While a technical recession in the U.S. is two quarters of negative GDP, for many there has never been an exit from recession. Polls show this - often broadcasting that 60%ish of Americans believe we are still in a recession. [Feb 17, 2011: 57% of Americans Still Think We are in Recession] A lot depends on where you are on the income totem pole. Further, a lot depends on if you believe the government inflation figures. Within GDP another inflation gauge is used (called a deflator) which is even lower than CPI most of the time. [May 1, 2008: Is it an Official Recession?] As inflation rises, GDP falls... so if you believe government is understating inflation by 2% or more, we've been in a recession the past 2 quarters. The fact that government uses one type of inflation for X reports, and another type for Y reports is just all part of living in the Matrix.
Whatever the case, even using the lenient government statistics for GDP, Goldman's Jan Hatzius has moved up the chances of a recession in 2012 to 15-20%. While he has been as wrong as just about everyone on Wall Street with the talks of 4%+ GDP in 2011, he is still the most widely followed economist amongst the major banks due to a quite good track record. (relatively speaking)
Please note this video is BEFORE today's employment report
21 minute video
- Jan Hatzius, the chief U.S. economist of Goldman Sachs, started out the year among the most bullish economists on Wall Street about 2011 economic growth.
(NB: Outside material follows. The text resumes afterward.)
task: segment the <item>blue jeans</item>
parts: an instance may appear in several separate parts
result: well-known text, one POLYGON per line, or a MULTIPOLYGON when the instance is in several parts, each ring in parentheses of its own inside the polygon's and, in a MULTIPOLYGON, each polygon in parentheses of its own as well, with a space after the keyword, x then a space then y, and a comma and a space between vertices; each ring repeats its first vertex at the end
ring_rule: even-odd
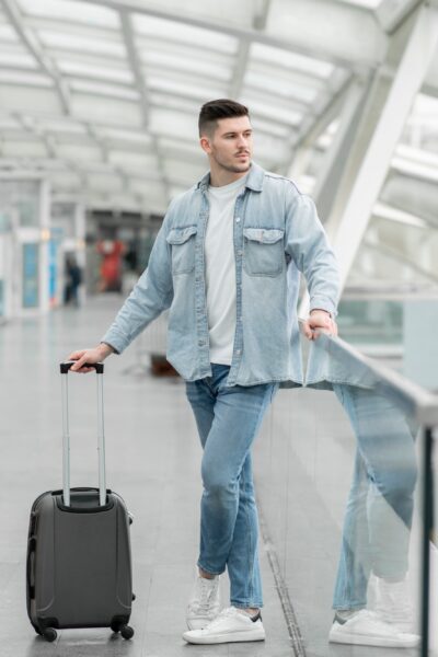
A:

Six months later, after a disappointing first half, he’s less optimistic and growing a little antsy about the risk of renewed recession.
- In an interview with The Wall Street Journal, Mr. Hatzius said he saw a 15% to 20% chance of renewed recession next year. His baseline forecast is still for a resumption of stronger growth in the second half of 2011 and into 2012, but he has taken down his 3.5% to 4% forecast by a half percentage point and increased his unemployment rate forecast to 8.25% from 8% by the end of 2012.
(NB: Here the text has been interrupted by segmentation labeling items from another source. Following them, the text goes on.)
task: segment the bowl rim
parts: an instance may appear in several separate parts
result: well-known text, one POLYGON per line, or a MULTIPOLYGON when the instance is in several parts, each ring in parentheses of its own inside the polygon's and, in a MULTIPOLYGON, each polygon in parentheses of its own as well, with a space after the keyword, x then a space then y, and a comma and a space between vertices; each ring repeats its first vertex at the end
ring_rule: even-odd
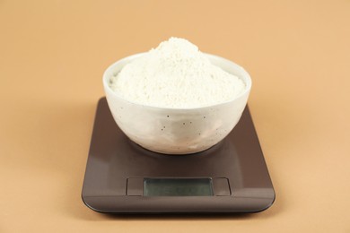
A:
MULTIPOLYGON (((206 105, 206 106, 196 107, 196 108, 157 107, 157 106, 145 105, 145 104, 140 104, 140 103, 133 102, 133 101, 131 101, 131 100, 129 100, 127 99, 125 99, 123 96, 121 96, 118 92, 115 92, 109 87, 109 79, 110 79, 110 76, 111 76, 110 73, 113 73, 115 67, 119 65, 120 64, 125 63, 125 65, 123 65, 123 66, 124 66, 127 63, 131 62, 132 60, 134 60, 136 58, 138 58, 138 57, 141 57, 142 56, 144 56, 145 54, 147 54, 147 52, 134 54, 134 55, 131 55, 131 56, 125 56, 125 57, 123 57, 123 58, 114 62, 113 64, 111 64, 104 71, 103 76, 102 76, 102 82, 103 82, 103 87, 104 87, 105 91, 109 92, 109 95, 114 96, 114 97, 116 97, 118 99, 122 99, 122 100, 124 100, 124 101, 126 101, 126 102, 127 102, 129 104, 132 104, 132 105, 142 106, 142 107, 146 107, 146 108, 154 108, 154 109, 170 109, 170 110, 202 109, 202 108, 213 108, 214 106, 221 106, 221 105, 230 104, 230 103, 235 101, 236 99, 240 99, 240 98, 241 98, 241 97, 243 97, 245 95, 249 95, 249 92, 250 92, 251 85, 252 85, 251 78, 250 78, 249 73, 243 67, 241 67, 241 65, 237 65, 236 63, 229 60, 229 59, 226 59, 224 57, 222 57, 222 56, 216 56, 216 55, 208 54, 208 53, 202 53, 205 56, 206 56, 211 60, 211 62, 214 59, 215 59, 217 61, 223 61, 223 62, 224 62, 226 64, 229 64, 232 67, 233 67, 234 70, 237 70, 238 72, 240 72, 240 76, 238 76, 236 74, 234 74, 234 75, 237 76, 238 78, 240 78, 245 83, 246 87, 244 89, 244 91, 242 91, 241 93, 240 93, 235 98, 233 98, 233 99, 232 99, 230 100, 226 100, 224 102, 221 102, 221 103, 217 103, 217 104, 212 104, 212 105, 206 105)), ((219 66, 217 65, 215 65, 219 66)), ((122 67, 121 67, 121 69, 122 69, 122 67)), ((225 72, 230 73, 230 72, 226 71, 225 69, 223 69, 223 67, 221 67, 221 66, 219 66, 219 67, 222 68, 223 70, 224 70, 225 72)))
- “If you were to see, over the next three months, an increase in the unemployment rate by say a half a percentage point or so, I would be pretty nervous about a renewed recession,” Mr. Hatzius said. “It is not our expectation, but that would that would make me fairly nervous.”
- Goldman has been noting recently its “three-tenths rule.” Since World War II, an increase in the three-month moving average of the U.S. unemployment rate by more than 0.3 of a percentage point has always led to a much bigger increases in the unemployment rate and recession. The three-month average rate has increased by 0.07 percentage point since April. It would need to be sustained around 9.2% for several months for the rule to apply now.
- Goldman economists were bullish early in the year because they believed that households had been making good progress in paying down their debts and were in a better position to resume spending. Mr. Hatzius said a combination of shocks from abroad and a softer underlying growth led its forecast astray for the first half of the year. But he said households are still making progress repairing their balance sheets, and therefore, he expects growth to pick up speed in the months ahead. “The progress that was evident six months ago is still visible,” he said.
- On the policy front, Mr. Hatzius said he didn’t see the Federal Reserve raising interest rates until early 2013, and he doesn’t think it will restart its asset purchase program unless inflation slows and the economy fails to regain momentum.